Asian American Groups Take Aim at Harvard’s Allegedly Biased Admissions Process (Continued)

This is the second part to “Asian American Groups Take Aim at Harvard’s Allegedly Biased Admissions Process.” To read the first half of the article, click here


These statistics can be attributed to discrimination by Harvard and other Ivy League universities in the form of racial stereotypes, prejudices and quotas, the coalition argues. On the subject of affirmative action, the group notes that it supports economic-based, not race-based, affirmative action to help applicants from disadvantaged backgrounds.

“When affirmative action in college admissions was implemented, unfortunately, Asian Americans became victims again,” the coalition argues. “Asian Americans do not deserve to become the largest victim of racially based college admissions.”

Yukong Zhao, a coalition representative, said that the issue was not solely pertinent to Asian Americans.

“People from all over the world came to America for equal opportunities.

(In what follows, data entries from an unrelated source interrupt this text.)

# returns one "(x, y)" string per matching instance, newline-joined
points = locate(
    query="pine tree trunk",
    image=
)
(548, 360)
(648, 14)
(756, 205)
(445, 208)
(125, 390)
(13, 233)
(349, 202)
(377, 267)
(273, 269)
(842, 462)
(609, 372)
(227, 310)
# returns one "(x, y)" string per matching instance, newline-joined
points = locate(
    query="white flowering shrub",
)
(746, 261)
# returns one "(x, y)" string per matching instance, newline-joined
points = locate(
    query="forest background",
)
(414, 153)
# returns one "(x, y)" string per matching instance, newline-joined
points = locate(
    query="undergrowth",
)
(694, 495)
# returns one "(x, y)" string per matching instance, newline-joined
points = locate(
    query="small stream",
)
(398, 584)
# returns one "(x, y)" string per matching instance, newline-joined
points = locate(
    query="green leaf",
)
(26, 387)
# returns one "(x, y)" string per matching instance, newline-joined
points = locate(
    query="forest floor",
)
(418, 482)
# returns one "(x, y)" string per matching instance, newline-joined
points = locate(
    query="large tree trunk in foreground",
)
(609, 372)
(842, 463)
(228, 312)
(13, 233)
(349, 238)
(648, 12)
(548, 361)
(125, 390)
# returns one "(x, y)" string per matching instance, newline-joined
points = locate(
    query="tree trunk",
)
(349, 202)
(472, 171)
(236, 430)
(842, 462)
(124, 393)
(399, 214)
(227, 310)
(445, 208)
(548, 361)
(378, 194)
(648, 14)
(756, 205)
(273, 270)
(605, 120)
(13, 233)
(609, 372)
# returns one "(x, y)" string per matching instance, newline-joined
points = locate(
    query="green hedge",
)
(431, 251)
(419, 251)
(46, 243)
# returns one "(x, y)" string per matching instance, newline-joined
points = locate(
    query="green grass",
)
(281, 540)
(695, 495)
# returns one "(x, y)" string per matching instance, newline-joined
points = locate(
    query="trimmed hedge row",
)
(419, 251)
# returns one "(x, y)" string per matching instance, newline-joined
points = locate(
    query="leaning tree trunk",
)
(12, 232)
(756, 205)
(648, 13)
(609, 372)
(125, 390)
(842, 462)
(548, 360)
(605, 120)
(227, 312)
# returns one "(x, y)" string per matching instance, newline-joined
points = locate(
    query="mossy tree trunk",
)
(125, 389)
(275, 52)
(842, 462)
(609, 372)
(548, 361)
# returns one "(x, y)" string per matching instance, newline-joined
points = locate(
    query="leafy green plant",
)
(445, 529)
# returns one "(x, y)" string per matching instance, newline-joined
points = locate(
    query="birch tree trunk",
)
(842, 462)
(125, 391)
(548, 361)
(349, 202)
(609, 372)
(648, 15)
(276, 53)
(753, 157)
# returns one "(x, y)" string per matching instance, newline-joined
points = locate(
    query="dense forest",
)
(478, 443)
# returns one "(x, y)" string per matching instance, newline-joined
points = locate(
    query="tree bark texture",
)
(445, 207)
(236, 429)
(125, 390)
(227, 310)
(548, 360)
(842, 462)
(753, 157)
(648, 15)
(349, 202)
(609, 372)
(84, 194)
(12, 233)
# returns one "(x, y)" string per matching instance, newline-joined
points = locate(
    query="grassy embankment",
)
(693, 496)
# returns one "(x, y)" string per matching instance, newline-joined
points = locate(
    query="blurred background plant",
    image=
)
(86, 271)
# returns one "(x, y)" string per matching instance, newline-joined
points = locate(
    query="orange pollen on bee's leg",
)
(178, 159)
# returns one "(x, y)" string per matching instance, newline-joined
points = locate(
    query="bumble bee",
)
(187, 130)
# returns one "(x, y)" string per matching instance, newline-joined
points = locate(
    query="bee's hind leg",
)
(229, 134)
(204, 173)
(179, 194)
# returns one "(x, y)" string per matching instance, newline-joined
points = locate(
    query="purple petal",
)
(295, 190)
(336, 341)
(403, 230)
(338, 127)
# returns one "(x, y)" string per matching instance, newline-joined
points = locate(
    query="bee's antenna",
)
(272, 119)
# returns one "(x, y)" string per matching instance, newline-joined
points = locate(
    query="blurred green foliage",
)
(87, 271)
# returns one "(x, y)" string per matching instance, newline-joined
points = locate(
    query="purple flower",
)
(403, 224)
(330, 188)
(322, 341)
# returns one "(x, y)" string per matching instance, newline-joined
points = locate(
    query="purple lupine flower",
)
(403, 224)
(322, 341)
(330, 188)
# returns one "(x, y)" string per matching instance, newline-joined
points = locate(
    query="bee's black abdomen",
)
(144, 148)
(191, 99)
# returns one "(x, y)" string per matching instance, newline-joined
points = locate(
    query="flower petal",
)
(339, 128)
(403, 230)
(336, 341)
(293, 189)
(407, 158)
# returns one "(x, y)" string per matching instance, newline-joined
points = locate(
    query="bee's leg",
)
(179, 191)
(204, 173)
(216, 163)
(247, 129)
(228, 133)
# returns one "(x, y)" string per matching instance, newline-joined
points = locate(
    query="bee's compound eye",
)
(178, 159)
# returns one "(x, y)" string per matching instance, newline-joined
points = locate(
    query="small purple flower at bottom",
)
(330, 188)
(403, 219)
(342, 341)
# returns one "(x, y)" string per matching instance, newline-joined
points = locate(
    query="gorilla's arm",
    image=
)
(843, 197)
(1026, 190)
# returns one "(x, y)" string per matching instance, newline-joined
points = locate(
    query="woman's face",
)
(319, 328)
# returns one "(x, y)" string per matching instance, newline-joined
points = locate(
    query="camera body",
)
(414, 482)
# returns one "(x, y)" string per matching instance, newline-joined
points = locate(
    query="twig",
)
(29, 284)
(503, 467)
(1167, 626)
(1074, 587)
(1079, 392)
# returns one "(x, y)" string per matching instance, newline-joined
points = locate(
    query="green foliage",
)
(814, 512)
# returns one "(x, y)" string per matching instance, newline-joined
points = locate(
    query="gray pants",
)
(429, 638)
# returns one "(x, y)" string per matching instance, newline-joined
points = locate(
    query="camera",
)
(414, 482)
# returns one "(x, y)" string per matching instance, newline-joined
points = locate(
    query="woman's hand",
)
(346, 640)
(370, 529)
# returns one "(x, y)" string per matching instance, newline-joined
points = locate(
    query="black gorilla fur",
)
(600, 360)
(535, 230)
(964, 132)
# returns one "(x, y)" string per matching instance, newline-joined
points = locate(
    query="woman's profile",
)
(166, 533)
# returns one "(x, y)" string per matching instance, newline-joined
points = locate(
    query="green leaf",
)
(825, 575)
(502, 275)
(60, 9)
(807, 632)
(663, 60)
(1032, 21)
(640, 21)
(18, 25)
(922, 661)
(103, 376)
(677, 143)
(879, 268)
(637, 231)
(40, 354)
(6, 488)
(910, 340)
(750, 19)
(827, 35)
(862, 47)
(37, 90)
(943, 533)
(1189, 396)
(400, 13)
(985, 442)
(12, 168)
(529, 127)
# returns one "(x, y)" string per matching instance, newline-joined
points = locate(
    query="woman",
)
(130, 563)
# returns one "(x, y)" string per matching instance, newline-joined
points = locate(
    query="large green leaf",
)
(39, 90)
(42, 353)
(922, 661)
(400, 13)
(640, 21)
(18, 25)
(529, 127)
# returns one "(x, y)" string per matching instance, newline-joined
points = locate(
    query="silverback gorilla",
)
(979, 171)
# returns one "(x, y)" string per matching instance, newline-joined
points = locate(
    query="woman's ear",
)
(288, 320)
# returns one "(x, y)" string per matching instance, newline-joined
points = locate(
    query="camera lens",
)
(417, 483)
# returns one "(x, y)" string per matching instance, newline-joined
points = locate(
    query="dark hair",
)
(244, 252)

We are trying to bring those principles back to America,” Zhao told CNN. “This isn’t just about discrimination and race. It is about justice for everyone, including (people of) all races, and social and economic statuses.”

Richard Sander, a professor at UCLA School of Law who is serving as legal advisor to the coalition, told KPCC’s AirTalk that Asian Americans shouldn’t be lumped into one group.

“It’s certainly valid for Harvard to seek diversity but Asian Americans are an incredibly diverse group within themselves, and treating all those groups as defined by skin color or racial identification really takes the valuable aspect of diversity in a very bad direction,” he said.

While Michael Yaki and Karen Narasaki of the U.S. Commission on Civil Rights also oppose racial quotas, they said in a statement that they “hope that this is a sincerely raised issue and not a back door attack on affirmative action that attempts to pit Asian Americans against other minorities, as other efforts have been.”

In an op-ed for the Washington Post in January, author and education professor Julie J. Park, referencing a similar complaint brought against Harvard by Students for Fair Admissions last year, wrote that such lawsuits can be “deeply misleading.” Park, a Korean-American who herself was rejected by Harvard, said that even well-rounded students with top grades and a strong extracurricular record are bound to be declined admission.

“We live in a time when thousands of students who score well on standardized tests will not be admitted into their top-choice institution, though most will likely gain entry to some quality institution,” Park wrote. “What we have is not discrimination but elite schools being limited in the number of outstanding students they can admit.”